Additives are used with lubricants in order to reduce friction and increase the load carrying capacity of the lubricants. When employed in lubricants for use under extreme pressure conditions, these additives have become known as "EP" (extreme pressure additives). These lubricants are used, for example, with the type of heavy equipment used for drilling. mining, and earth moving operations and other heavy industrial applications, for example, for open and enclosed gear lubricants, house roller and rail lubricants, and for walking cam lubricants and bearing lubricants. In such cases, the base lubricants may be squeezed from between the bearing surfaces, leaving the additives to do the lubricating. These additives prevent the welding of two contacting surfaces following galling or cleavage and the production of wear fragments.
In the past, it was found that certain heavy metal soaps alone, and in combination with sulphur compounds, provided a means by which lubricating oils and greases could be made to withstand high unit loading, and to reduce wear and friction. These heavy metals primarily comprise lead, antimony, arsenic, and bismuth.

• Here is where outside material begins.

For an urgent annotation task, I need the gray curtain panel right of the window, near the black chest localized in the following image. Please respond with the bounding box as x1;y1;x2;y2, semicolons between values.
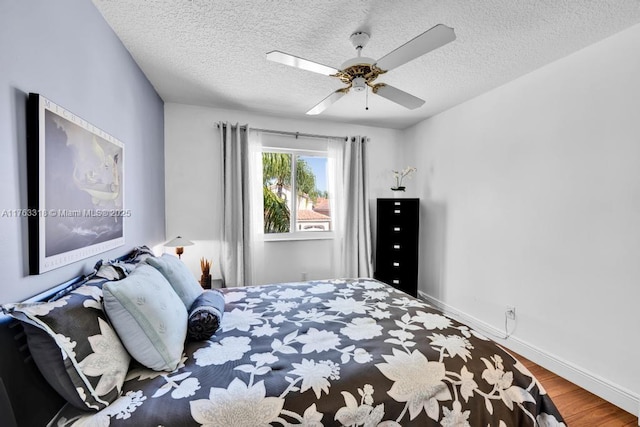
341;136;373;277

More recently, however, the use of these metal soaps has been criticized for their effect on the environment and the toxicity of these metals. Laws and regulations have been promulgated to limit the use of such metals. It has therefore become desirable, if not mandatory, to form EP additives without the use of these heavy metals, principally lead.

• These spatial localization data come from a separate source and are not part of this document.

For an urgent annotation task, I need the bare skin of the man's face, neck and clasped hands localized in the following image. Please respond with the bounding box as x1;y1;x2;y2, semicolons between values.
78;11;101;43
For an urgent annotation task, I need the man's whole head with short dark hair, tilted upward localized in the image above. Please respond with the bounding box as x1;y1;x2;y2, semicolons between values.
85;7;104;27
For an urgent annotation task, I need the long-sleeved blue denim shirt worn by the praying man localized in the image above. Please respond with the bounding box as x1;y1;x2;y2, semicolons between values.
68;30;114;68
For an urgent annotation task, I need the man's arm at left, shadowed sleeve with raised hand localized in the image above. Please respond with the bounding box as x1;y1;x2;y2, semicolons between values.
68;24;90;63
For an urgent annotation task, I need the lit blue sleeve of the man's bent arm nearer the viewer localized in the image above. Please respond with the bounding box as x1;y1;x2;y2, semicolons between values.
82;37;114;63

Recently, technology has been developed to provide the desired extreme pressure characteristics without the use of such metal soaps. For example, U.S. Pat. No. 4,259,192 discloses extreme pressure additives utilizing dithiophosphate esters of a diphosphoric acid and poly(oxalkylene)alcohol, as well as the salts of these compounds. The dithiophosphates have molecular weights ranging from 500 to 500,000, and the salts of the dithiophosphates are, for example, alkali, alkaline earth, heavy metal, and ammonium salts. However, it has been believed that under specific conditions, such as high loads and slow speeds, only lead or antimony additives can provide the desired protection.

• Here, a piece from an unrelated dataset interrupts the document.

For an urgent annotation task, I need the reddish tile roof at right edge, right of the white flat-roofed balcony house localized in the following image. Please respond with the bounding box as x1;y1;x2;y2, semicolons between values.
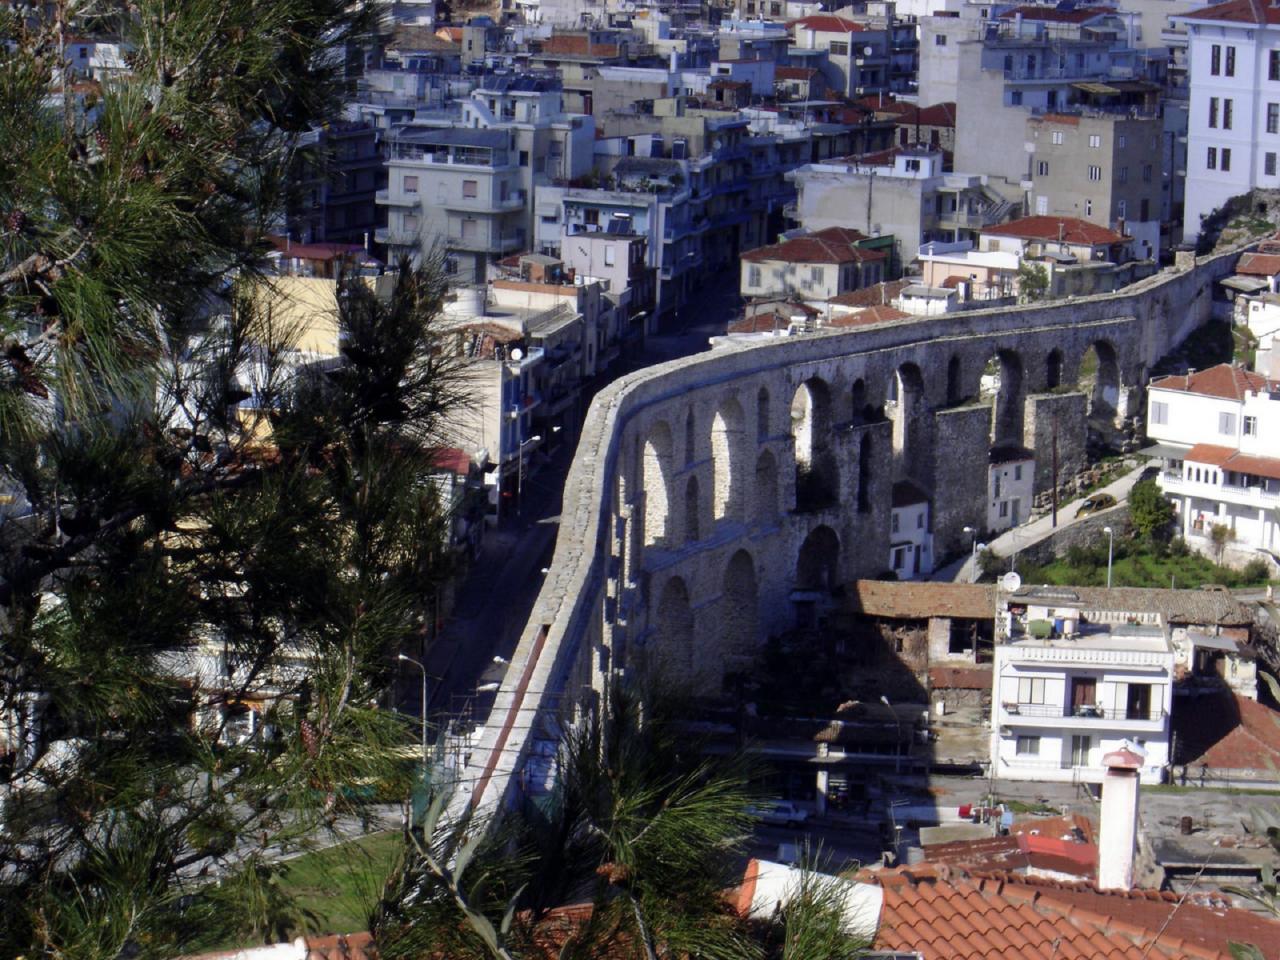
1174;690;1280;777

This invention discloses new compositions to produce the protection provided by lead and antimony compounds without employing the use of such compounds. In particular, this invention provides the desired EP properties, and in addition stability in storage, while eliminating the use of environmentally dangerous and toxic heavy metals. These compositions are useful at slow speeds, such as at sliding velocities of less than 400 feet per minute, and at high loads, such as 130,000 psi, on cams, and at 50,000 to 60,000 psi at the point of contact for gears. They can also be useful at high speeds as well.
It has been thought in the past that the heavy metal compounds, such as the lead-containing materials, are effective in reducing wear and scoring by plating a minute layer of lead metal on the surfaces of the parts to be lubricated. When these parts are subjected to extreme loads greater than the base lubricants can withstand, the lead metal becomes the lubricant. Since the lead metal is soft and ductile, it forms a film between the two moving surfaces.
While it has been known in the past that copper additionally will plate out, forming the phenomenon known as "copper plating," this has only been considered to be a disadvantage. For example, U.S. Pat. No. 4,355,960 discusses the phenomenon of copper plating with regard to compressor refrigeration systems. In this case, the chlorofluorocarbon refrigerant and lubricating oils form corrosive products which dissolve copper from the refrigerating mechanism. The copper becomes redeposited onto parts of the compressor or within the fluorocarbon refrigeration systems, causing blockage of the refrigerant.
It has not been known in the past, however, to utilize this phenomenon for its lubricating abilities in extreme pressure situations.
We have found that by using proper chemical combinations, the materials subjected to the extreme pressure and temperature of heavily loaded machines will form a thin copper or molybdenum layer on the moving surfaces, which acts similarly to materials of the more toxic heavy metals, such as lead, but which does not present the same hazards. This plating presents excellent extreme pressure lubricative properties, especially under slow speeds and high loads. Under certain conditions, it is even possible to see the copper plate at the pressure point.